Malletvinger
Van een malletvinger is sprake als de strekpees van het laatste vingerkootje is losgescheurd. Soms scheurt er ook een kleiner of groter botstukje van dit kootje af. In beide gevallen is het gevolg hetzelfde: het eindkootje van de vinger hangt af en kan niet meer worden gestrekt. De vinger lijkt dan op een hamertje (in het Engels ‘mallet’).
Klachten
In het begin is de vinger soms pijnlijk en gezwollen rondom het eindgewrichtje. Het eindkootje van de vinger staat gebogen en kan niet actief worden gestrekt. Met behulp van de andere hand is dit wel mogelijk.
Oorzaak
Een directe klap op de top van een gestrekte vinger. Dit kan gebeuren bij het vangen van een bal, of door de vinger tegen de rand van de tafel te stoten. Ook een snijverwonding kan een malletvinger tot gevolg hebben.
Mogelijke behandelingen
Algemeen
Een malletvinger hoeft meestal niet te worden geopereerd, tenzij met de strekpees een groter botstuk is losgescheurd. Doorgaans wordt een spalkje aangebracht dat de vinger gedurende zes weken in een gestrekte stand houdt. Zo kunnen de peesuiteinden weer aan elkaar groeien.
Risico’s
Soms gaat de vingertop na de spalkperiode toch weer hangen. Dan moet de vinger gedurende drie tot vier weken opnieuw continu worden ondersteund met het spalkje. Als daarna de vingertop weer gaat hangen, kan de arts alsnog voor een operatie kiezen. De gescheurde strekpees wordt dan gehecht.
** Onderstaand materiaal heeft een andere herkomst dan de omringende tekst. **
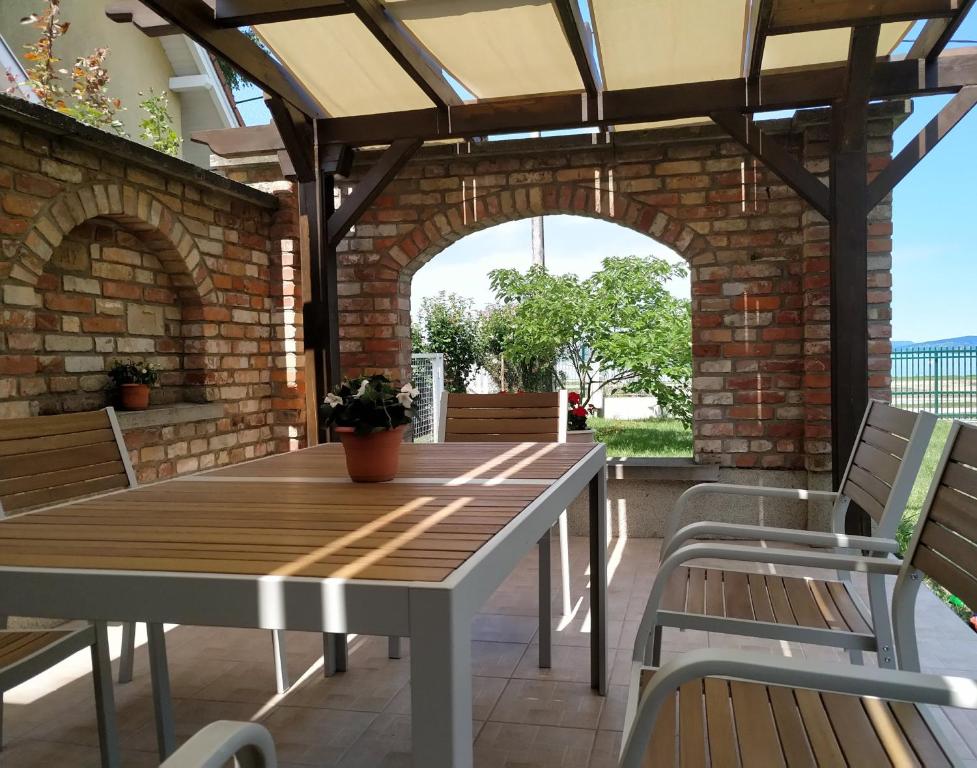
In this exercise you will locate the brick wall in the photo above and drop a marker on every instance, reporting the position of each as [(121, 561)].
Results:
[(758, 257), (110, 250)]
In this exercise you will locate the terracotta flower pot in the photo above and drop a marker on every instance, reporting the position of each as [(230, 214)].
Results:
[(372, 458), (134, 397)]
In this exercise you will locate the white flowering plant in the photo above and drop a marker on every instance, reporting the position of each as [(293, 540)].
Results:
[(369, 404), (133, 372)]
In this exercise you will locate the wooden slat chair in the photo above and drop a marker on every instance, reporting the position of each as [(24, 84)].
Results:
[(44, 461), (47, 460), (723, 707), (888, 452)]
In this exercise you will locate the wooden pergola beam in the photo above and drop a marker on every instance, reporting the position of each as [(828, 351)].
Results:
[(793, 89), (369, 187), (776, 157), (196, 19), (580, 44), (791, 16), (921, 145), (406, 51), (244, 13), (937, 33), (848, 260), (755, 41)]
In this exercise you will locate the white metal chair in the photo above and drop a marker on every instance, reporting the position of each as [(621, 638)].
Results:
[(880, 474), (248, 745), (724, 707), (47, 460)]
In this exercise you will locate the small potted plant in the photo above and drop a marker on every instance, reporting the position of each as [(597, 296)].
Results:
[(577, 414), (370, 415), (132, 379)]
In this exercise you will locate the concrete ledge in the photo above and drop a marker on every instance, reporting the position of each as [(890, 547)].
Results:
[(168, 415), (661, 469)]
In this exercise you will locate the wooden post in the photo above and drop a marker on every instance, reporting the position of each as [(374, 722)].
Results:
[(849, 261)]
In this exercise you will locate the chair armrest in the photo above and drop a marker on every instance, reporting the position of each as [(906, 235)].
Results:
[(784, 535), (742, 553), (824, 676), (727, 489), (214, 745)]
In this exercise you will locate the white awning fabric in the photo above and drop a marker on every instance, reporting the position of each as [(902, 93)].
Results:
[(500, 48)]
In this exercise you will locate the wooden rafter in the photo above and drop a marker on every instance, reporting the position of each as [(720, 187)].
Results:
[(776, 157), (784, 90), (243, 13), (755, 41), (369, 187), (580, 44), (791, 16), (937, 33), (406, 50), (912, 154), (196, 19)]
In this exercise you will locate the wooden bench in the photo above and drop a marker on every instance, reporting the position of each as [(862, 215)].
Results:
[(714, 707)]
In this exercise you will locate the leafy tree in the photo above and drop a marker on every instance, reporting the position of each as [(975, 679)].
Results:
[(513, 364), (90, 102), (157, 128), (620, 328), (448, 324)]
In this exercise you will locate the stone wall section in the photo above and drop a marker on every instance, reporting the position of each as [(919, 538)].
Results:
[(110, 250)]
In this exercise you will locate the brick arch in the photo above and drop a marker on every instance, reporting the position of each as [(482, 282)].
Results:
[(426, 240), (139, 211)]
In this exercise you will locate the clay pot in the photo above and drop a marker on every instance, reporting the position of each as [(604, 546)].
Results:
[(134, 397), (372, 458), (580, 436)]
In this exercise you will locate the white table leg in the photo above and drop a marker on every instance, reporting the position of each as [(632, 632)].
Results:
[(441, 681), (598, 582), (545, 602)]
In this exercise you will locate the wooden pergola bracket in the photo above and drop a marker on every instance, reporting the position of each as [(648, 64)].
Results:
[(921, 145), (369, 187), (776, 157), (296, 132)]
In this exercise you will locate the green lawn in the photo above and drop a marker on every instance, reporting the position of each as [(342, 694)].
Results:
[(650, 437), (905, 531)]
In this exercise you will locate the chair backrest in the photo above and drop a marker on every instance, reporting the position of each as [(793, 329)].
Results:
[(944, 543), (47, 460), (888, 453), (538, 417)]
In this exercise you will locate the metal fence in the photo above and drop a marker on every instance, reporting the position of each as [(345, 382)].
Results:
[(427, 374), (940, 380)]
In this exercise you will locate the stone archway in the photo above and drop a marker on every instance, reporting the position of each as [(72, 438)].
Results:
[(138, 211)]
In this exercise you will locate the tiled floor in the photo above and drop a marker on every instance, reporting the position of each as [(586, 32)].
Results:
[(524, 716)]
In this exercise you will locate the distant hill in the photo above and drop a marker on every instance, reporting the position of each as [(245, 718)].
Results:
[(959, 341)]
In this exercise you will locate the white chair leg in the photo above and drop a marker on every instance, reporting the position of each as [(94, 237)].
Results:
[(108, 736), (394, 648), (565, 565), (127, 656), (282, 683)]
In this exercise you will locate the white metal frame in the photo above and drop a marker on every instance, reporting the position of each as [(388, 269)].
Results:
[(249, 745), (905, 684), (677, 551), (436, 616)]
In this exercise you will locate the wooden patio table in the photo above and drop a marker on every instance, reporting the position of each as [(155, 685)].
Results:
[(289, 542)]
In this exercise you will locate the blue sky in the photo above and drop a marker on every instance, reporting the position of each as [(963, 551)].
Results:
[(934, 251)]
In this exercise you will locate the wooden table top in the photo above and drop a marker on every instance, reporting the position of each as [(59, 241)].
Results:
[(298, 514)]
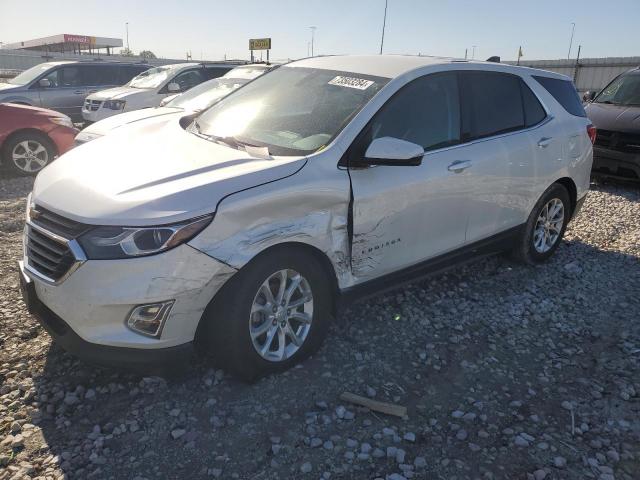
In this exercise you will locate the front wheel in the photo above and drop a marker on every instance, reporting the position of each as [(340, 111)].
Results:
[(273, 314), (545, 227)]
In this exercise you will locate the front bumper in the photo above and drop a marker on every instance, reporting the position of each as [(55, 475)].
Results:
[(70, 341), (614, 163), (92, 304)]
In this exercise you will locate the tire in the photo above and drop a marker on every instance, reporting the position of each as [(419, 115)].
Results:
[(27, 153), (533, 248), (228, 318)]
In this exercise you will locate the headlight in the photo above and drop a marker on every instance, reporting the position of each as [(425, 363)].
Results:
[(114, 104), (63, 121), (104, 243)]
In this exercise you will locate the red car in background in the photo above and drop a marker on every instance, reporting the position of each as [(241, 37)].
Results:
[(31, 137)]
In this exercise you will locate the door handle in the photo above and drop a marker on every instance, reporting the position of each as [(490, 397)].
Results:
[(544, 142), (459, 165)]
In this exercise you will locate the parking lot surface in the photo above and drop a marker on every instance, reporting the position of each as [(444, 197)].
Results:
[(507, 372)]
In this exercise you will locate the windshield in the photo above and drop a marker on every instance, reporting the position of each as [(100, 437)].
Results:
[(206, 94), (248, 73), (624, 90), (152, 78), (291, 111), (30, 75)]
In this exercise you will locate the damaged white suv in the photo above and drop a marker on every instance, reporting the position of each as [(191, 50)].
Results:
[(244, 230)]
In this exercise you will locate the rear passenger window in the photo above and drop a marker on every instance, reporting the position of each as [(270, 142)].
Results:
[(426, 112), (565, 93), (492, 103), (533, 111)]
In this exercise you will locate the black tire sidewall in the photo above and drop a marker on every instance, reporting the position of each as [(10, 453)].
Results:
[(227, 330), (12, 141), (528, 249)]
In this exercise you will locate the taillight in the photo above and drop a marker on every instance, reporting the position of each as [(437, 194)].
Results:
[(591, 131)]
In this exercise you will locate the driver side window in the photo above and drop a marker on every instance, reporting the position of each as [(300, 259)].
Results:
[(64, 77), (425, 112)]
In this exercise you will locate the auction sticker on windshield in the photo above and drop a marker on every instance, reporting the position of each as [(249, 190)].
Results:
[(351, 82)]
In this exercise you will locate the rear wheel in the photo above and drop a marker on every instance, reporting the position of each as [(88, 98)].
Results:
[(27, 153), (545, 227), (271, 315)]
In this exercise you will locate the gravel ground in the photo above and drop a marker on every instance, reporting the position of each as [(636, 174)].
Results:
[(507, 372)]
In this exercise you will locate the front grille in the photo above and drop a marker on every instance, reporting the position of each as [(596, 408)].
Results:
[(56, 223), (92, 105), (620, 141), (50, 256)]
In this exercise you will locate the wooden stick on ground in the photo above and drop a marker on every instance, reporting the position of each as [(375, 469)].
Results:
[(382, 407)]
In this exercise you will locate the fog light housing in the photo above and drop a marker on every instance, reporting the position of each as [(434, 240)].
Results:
[(149, 319)]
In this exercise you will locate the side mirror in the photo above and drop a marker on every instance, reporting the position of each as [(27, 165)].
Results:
[(393, 152)]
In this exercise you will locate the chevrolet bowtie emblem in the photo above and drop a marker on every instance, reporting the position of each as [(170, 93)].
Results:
[(33, 213)]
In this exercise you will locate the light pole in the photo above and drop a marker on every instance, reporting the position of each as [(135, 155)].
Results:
[(384, 24), (313, 33), (573, 29)]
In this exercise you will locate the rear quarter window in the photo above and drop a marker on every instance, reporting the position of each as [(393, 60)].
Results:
[(565, 94), (533, 111)]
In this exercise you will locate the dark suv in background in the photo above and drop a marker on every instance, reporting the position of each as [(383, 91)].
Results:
[(63, 86), (615, 112)]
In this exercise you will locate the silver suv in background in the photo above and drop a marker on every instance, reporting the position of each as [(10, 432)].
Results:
[(63, 86), (151, 87)]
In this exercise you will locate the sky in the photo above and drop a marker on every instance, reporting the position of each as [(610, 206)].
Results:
[(211, 29)]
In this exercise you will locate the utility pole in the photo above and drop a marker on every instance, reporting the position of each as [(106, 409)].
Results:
[(384, 24), (313, 34), (573, 29)]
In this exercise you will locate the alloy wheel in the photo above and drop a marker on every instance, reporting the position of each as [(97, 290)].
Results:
[(281, 315), (548, 226), (30, 156)]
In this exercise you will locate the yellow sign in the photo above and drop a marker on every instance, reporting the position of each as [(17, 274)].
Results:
[(260, 44)]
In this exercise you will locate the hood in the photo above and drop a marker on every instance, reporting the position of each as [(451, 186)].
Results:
[(103, 127), (7, 86), (151, 173), (116, 93), (619, 118)]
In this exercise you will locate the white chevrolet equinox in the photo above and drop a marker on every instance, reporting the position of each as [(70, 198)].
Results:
[(244, 230)]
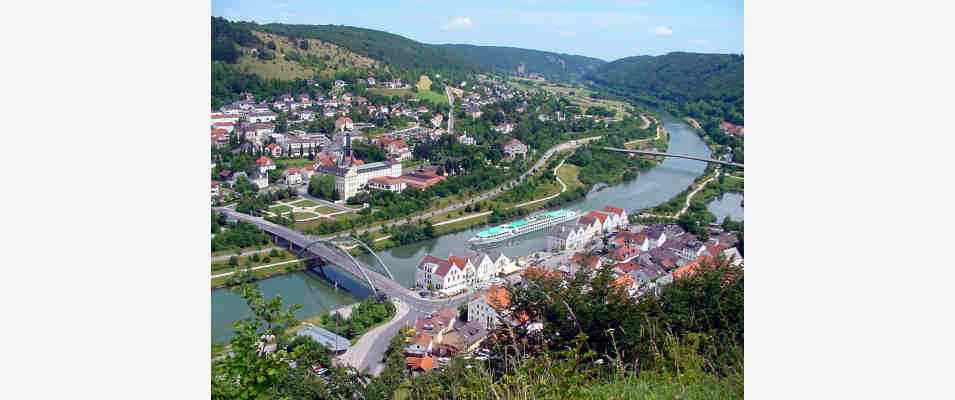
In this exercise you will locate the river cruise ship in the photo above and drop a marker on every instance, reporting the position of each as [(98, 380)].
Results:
[(527, 225)]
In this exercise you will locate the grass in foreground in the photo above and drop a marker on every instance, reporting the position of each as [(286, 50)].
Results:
[(304, 203), (326, 210), (568, 174)]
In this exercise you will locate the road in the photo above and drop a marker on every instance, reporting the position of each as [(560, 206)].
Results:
[(451, 110), (225, 257), (568, 145), (379, 342)]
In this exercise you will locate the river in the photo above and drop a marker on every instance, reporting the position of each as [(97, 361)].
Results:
[(649, 189), (727, 205)]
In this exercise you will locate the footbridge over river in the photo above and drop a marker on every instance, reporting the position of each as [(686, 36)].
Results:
[(660, 154), (310, 247)]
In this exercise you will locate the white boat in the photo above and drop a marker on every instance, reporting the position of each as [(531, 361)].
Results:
[(522, 226)]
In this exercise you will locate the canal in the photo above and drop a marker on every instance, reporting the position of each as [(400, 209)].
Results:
[(649, 189), (727, 205)]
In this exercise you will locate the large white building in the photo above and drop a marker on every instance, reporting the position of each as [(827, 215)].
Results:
[(489, 308), (352, 175), (440, 275), (568, 236), (463, 269)]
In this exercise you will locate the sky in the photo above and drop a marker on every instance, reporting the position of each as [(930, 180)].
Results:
[(606, 29)]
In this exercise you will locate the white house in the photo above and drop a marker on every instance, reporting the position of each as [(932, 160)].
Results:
[(514, 148), (616, 218), (506, 127), (260, 181), (389, 183), (293, 177), (440, 275), (263, 116), (264, 165), (569, 236), (484, 265), (489, 308), (465, 139)]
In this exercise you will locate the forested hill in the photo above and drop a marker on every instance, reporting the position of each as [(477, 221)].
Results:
[(704, 84), (508, 59), (382, 46), (405, 53)]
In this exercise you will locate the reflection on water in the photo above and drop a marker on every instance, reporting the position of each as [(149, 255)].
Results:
[(314, 294), (729, 204), (649, 189)]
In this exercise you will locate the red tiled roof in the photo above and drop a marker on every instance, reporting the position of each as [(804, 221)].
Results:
[(598, 215), (443, 265), (624, 280), (386, 180), (425, 363), (460, 262), (586, 260), (626, 267), (614, 210), (690, 268), (497, 297), (514, 142)]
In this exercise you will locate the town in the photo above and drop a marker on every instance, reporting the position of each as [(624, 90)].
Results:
[(642, 259), (422, 216), (324, 127)]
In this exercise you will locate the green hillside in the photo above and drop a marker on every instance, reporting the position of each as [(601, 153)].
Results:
[(554, 66), (406, 53), (701, 84), (383, 46)]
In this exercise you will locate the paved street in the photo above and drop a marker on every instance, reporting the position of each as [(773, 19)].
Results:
[(568, 145)]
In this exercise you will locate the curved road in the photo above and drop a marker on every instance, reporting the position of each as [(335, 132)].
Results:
[(369, 355), (568, 145)]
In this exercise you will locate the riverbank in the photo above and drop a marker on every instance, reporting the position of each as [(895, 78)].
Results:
[(648, 189)]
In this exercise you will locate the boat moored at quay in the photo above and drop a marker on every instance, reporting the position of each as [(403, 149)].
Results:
[(522, 226)]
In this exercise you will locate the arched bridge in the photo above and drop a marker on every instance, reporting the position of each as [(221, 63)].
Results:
[(659, 154), (309, 247)]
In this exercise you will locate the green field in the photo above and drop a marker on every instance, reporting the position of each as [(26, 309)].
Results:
[(392, 92), (326, 210), (568, 174), (304, 203), (303, 215), (293, 162), (432, 96), (280, 209)]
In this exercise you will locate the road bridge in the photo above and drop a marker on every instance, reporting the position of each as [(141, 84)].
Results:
[(660, 154), (367, 356), (309, 246)]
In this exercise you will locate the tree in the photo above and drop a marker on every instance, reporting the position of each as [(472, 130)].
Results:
[(265, 361), (323, 186)]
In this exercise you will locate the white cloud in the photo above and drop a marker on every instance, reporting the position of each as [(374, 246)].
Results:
[(457, 23), (572, 18), (662, 31)]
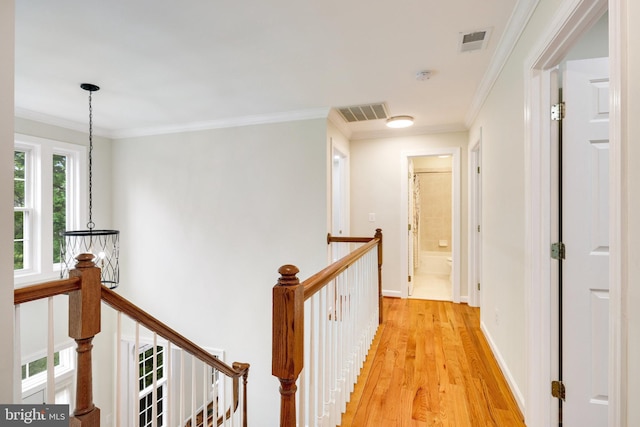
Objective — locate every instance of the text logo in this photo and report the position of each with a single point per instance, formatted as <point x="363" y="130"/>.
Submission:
<point x="34" y="415"/>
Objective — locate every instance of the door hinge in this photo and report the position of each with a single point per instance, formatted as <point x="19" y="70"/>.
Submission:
<point x="558" y="250"/>
<point x="558" y="111"/>
<point x="557" y="390"/>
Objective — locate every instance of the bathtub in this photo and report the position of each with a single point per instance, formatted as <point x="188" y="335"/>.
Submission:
<point x="434" y="262"/>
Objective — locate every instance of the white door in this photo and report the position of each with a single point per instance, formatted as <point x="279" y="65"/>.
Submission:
<point x="339" y="197"/>
<point x="585" y="232"/>
<point x="475" y="224"/>
<point x="412" y="228"/>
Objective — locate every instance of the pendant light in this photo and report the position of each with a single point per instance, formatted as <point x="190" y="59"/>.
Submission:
<point x="102" y="244"/>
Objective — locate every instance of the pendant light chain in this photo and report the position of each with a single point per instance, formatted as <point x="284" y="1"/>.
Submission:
<point x="90" y="224"/>
<point x="102" y="244"/>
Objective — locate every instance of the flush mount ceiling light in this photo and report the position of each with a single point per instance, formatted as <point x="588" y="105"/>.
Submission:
<point x="398" y="122"/>
<point x="102" y="244"/>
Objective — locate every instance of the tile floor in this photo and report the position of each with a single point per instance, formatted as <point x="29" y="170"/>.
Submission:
<point x="431" y="286"/>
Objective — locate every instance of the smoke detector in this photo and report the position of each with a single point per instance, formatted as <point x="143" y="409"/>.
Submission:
<point x="423" y="75"/>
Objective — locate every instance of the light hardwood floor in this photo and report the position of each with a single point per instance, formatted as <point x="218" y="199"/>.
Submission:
<point x="430" y="365"/>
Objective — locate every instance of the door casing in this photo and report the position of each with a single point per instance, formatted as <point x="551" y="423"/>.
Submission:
<point x="572" y="20"/>
<point x="405" y="157"/>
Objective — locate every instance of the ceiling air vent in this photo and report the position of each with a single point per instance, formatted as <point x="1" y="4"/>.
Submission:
<point x="361" y="113"/>
<point x="475" y="40"/>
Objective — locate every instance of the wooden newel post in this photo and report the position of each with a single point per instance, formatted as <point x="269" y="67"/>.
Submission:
<point x="84" y="324"/>
<point x="288" y="340"/>
<point x="378" y="235"/>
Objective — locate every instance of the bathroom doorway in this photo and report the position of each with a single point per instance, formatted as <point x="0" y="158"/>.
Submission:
<point x="431" y="227"/>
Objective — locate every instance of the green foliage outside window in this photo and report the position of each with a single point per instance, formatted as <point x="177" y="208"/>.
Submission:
<point x="146" y="366"/>
<point x="40" y="365"/>
<point x="59" y="202"/>
<point x="19" y="197"/>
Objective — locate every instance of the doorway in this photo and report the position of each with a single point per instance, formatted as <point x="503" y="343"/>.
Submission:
<point x="431" y="227"/>
<point x="410" y="257"/>
<point x="541" y="319"/>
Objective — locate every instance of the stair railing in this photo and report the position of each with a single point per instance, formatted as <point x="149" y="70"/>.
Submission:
<point x="86" y="294"/>
<point x="322" y="331"/>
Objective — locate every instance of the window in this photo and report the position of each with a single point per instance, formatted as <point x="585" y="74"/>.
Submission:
<point x="146" y="385"/>
<point x="47" y="193"/>
<point x="34" y="377"/>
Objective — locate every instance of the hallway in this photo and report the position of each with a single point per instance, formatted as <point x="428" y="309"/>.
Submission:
<point x="430" y="365"/>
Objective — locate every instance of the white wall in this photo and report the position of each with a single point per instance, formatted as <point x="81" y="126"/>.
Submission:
<point x="501" y="121"/>
<point x="376" y="188"/>
<point x="7" y="13"/>
<point x="206" y="220"/>
<point x="631" y="212"/>
<point x="504" y="253"/>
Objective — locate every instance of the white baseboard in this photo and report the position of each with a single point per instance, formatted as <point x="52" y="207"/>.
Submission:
<point x="517" y="394"/>
<point x="392" y="294"/>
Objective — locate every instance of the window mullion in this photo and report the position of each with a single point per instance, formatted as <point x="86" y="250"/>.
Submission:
<point x="46" y="210"/>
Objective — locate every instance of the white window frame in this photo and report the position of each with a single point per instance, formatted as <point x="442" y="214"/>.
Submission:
<point x="131" y="395"/>
<point x="161" y="382"/>
<point x="63" y="376"/>
<point x="39" y="187"/>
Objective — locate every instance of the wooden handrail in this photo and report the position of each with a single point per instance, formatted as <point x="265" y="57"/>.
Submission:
<point x="342" y="239"/>
<point x="45" y="290"/>
<point x="119" y="303"/>
<point x="316" y="282"/>
<point x="289" y="297"/>
<point x="85" y="293"/>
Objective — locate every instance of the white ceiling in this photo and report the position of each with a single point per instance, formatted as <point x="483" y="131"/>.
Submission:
<point x="165" y="65"/>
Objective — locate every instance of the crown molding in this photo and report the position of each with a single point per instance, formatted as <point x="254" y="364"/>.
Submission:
<point x="412" y="131"/>
<point x="47" y="119"/>
<point x="516" y="25"/>
<point x="289" y="116"/>
<point x="336" y="119"/>
<point x="258" y="119"/>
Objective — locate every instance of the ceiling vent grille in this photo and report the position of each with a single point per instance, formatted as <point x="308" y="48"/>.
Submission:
<point x="475" y="40"/>
<point x="361" y="113"/>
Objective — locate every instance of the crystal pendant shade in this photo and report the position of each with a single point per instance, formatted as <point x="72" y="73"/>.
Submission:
<point x="102" y="244"/>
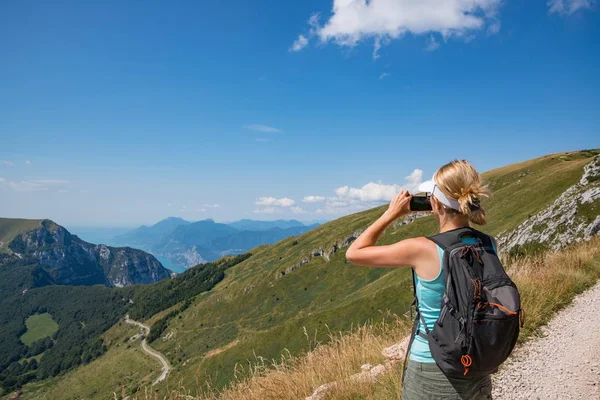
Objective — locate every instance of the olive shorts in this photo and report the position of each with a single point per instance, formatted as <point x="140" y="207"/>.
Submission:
<point x="425" y="381"/>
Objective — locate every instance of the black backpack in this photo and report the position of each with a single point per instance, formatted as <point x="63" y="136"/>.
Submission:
<point x="480" y="312"/>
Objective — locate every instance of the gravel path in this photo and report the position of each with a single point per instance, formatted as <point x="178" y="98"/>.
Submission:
<point x="564" y="363"/>
<point x="148" y="350"/>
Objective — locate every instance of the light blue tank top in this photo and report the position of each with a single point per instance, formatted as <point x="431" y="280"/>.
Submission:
<point x="429" y="294"/>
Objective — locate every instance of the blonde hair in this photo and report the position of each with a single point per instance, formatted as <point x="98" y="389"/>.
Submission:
<point x="461" y="182"/>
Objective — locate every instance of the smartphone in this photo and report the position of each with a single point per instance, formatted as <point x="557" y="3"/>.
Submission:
<point x="420" y="203"/>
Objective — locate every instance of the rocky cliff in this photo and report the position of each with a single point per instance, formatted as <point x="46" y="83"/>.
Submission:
<point x="571" y="218"/>
<point x="68" y="260"/>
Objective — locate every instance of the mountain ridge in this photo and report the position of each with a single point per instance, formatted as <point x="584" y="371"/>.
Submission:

Na deze operatie volgt een periode van revalidatie.
Nazorg
Tijdens de spalkperiode mag de vingertop absoluut niet worden gebogen. Als de spalk even af moet om de vinger schoon te maken, moet de vingertop constant worden ondersteund zodat hij niet buigt. Na zes weken de patiënt voorzichtig beginnen met het bewegen van de vingertop. De handtherapeut geeft hiervoor adviezen.
Resultaat
Het resultaat van de behandeling is over het algemeen goed. Soms zakt de vingertop toch weer iets terug, maar meestal leidt dat niet tot functionele problemen en kan de stand worden geaccepteerd.